If the waiting period is the same as last October the results will be here around July 24th..so lets not get mad until they get behind. I know it?s crazy that it takes this long but it does and we knew this from the beginning so let?s continue to bitch about how long it takes them to grade a scantron but let?s not get viciously mad.

Let?s just be patient and just remain calm. If we have no results until the 25th then all hell will break loose!

:beerchug


----------



## rleon82 (Jun 12, 2006)

Considering if I passed. The delay from previous April Exams, is costing me $$$. Every additional day of delay is pushing back salary adjustments.

You should know you do not come between an Engineer and his $$$. :brick:


----------



## Road Guy (Jun 12, 2006)

I mainly just need something new :dunno: to bitch about


----------



## EdinNO (Jun 12, 2006)

I'll tell you why I'm getting mad: :thumbsup:

1) The results were out June 6th in my state last year... come and gone.

2) I am starting a new job with major PE implications.

3) I think they could be a little more forthright with the inforamtion.

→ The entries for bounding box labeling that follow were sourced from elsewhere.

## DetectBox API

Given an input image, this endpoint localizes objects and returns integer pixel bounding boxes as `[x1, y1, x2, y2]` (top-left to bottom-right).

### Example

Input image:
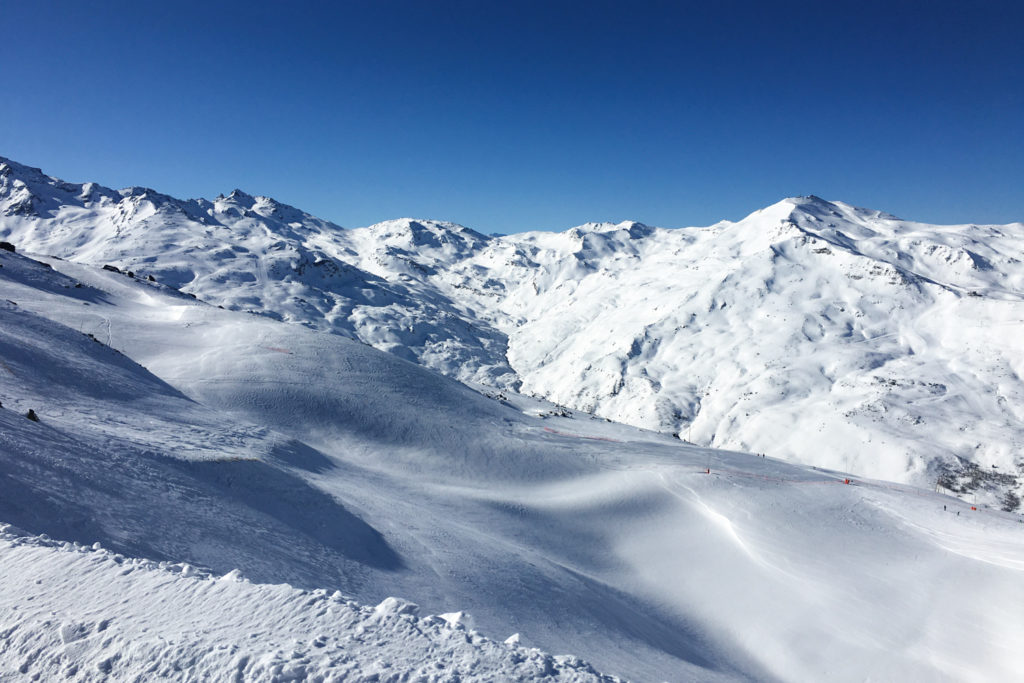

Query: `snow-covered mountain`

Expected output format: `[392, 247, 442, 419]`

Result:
[6, 242, 1024, 681]
[0, 156, 1024, 502]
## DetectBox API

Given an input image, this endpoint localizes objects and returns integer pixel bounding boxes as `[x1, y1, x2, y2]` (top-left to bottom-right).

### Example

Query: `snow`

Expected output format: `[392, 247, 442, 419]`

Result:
[0, 160, 1024, 504]
[0, 525, 612, 682]
[0, 242, 1024, 681]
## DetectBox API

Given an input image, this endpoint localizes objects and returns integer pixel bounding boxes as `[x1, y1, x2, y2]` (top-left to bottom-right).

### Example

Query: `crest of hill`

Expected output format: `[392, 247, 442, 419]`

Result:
[0, 157, 1024, 500]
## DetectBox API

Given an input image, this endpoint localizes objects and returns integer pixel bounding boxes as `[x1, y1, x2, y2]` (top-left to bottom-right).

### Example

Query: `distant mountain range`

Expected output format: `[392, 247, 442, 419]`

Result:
[0, 159, 1024, 501]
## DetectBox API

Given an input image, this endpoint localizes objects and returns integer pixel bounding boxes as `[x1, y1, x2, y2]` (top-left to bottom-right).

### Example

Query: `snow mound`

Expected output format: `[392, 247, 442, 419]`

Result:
[0, 524, 618, 682]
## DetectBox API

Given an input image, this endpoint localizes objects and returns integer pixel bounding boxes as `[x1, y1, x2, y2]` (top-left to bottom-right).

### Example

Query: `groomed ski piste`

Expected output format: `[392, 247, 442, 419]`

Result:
[0, 244, 1024, 681]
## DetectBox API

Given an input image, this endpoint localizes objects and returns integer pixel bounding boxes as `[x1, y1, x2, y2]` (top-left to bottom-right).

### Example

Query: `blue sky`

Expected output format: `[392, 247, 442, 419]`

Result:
[0, 0, 1024, 232]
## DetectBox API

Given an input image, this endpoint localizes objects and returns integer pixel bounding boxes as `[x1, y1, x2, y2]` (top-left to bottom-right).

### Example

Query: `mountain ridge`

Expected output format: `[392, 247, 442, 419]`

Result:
[0, 156, 1024, 507]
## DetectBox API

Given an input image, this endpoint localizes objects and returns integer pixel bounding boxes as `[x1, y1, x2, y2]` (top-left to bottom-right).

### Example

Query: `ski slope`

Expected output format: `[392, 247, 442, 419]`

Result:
[0, 244, 1024, 681]
[0, 160, 1024, 505]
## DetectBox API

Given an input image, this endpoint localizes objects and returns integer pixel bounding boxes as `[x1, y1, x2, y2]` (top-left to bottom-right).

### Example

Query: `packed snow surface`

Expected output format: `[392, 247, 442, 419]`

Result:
[0, 160, 1024, 504]
[0, 244, 1024, 681]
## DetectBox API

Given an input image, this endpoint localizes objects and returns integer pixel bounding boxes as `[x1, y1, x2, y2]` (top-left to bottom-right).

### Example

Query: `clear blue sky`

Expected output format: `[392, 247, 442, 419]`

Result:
[0, 0, 1024, 232]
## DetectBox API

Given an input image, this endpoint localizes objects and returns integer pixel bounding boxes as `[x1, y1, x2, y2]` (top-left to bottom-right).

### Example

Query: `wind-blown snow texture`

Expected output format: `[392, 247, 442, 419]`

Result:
[0, 160, 1024, 502]
[0, 206, 1024, 681]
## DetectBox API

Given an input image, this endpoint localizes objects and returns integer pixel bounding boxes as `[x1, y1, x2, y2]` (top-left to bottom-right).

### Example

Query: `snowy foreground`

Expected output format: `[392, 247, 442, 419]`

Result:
[0, 526, 613, 681]
[0, 159, 1024, 508]
[0, 240, 1024, 681]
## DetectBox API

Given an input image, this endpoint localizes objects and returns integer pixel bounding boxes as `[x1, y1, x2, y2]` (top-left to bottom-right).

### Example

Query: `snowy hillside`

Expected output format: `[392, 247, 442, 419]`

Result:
[0, 525, 611, 682]
[0, 244, 1024, 681]
[0, 157, 1024, 504]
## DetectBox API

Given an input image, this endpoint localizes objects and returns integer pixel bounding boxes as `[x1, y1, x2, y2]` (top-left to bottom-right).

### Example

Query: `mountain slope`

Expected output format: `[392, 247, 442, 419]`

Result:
[0, 244, 1024, 681]
[0, 157, 1024, 504]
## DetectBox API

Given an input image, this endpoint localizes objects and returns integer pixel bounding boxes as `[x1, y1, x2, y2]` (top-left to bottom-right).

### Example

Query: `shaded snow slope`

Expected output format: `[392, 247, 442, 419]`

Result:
[0, 525, 611, 682]
[6, 251, 1024, 681]
[0, 160, 1024, 503]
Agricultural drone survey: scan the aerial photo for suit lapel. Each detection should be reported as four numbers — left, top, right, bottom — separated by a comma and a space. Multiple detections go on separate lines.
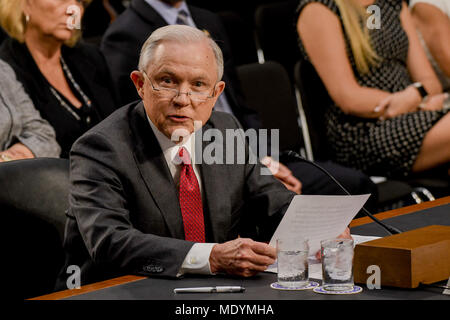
196, 122, 231, 243
130, 102, 184, 239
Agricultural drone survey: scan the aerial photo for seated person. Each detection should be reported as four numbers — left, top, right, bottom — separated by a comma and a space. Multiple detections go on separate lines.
101, 0, 377, 203
0, 28, 8, 44
0, 0, 117, 158
57, 25, 349, 289
409, 0, 450, 91
297, 0, 450, 177
0, 60, 61, 162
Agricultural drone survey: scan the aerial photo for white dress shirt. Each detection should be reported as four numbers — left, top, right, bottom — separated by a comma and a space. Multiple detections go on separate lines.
147, 117, 215, 276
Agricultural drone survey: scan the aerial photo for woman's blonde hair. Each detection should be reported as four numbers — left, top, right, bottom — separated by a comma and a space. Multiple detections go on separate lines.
0, 0, 92, 47
334, 0, 380, 74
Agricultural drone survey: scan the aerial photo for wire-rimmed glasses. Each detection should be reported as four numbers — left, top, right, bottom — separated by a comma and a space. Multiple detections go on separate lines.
142, 71, 216, 102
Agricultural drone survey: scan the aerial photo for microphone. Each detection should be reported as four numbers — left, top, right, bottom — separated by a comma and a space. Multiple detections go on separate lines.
282, 150, 402, 235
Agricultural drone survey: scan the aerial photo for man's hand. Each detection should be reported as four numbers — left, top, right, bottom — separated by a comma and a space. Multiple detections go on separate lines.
209, 238, 277, 277
261, 157, 302, 194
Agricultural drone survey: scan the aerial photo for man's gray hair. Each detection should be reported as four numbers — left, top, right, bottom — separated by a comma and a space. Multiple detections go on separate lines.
138, 25, 223, 80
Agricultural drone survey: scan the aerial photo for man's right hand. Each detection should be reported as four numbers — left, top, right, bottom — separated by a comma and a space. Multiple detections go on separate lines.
209, 238, 277, 277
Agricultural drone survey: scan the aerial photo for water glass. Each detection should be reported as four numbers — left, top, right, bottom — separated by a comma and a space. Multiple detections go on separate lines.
277, 238, 309, 288
320, 239, 354, 291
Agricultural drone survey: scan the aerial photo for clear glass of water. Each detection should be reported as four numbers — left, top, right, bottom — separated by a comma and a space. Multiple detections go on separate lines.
320, 239, 354, 291
277, 238, 309, 288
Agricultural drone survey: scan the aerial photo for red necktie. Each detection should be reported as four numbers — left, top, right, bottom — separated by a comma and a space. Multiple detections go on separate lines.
178, 147, 205, 242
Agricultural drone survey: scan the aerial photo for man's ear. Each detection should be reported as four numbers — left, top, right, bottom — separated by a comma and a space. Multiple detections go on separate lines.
130, 70, 144, 99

4) I have seen several other professions in which the examinees are treated a lot more like they should be- results are instantaneous

5) There are so many rumors going around and now people are saying mid July, its frustrating

6) If I have to retest, I can't get in the mindset unless I get a failing result. But, the result is so far coming that I won't have much time to prepare.

7) Would you honestly keep people in the dark like this if you were in the position to be a little more considerate about things?

8) I am putting off some other things in life dealing with investments and education pending whether or not I'm going to have free time between now and October or not.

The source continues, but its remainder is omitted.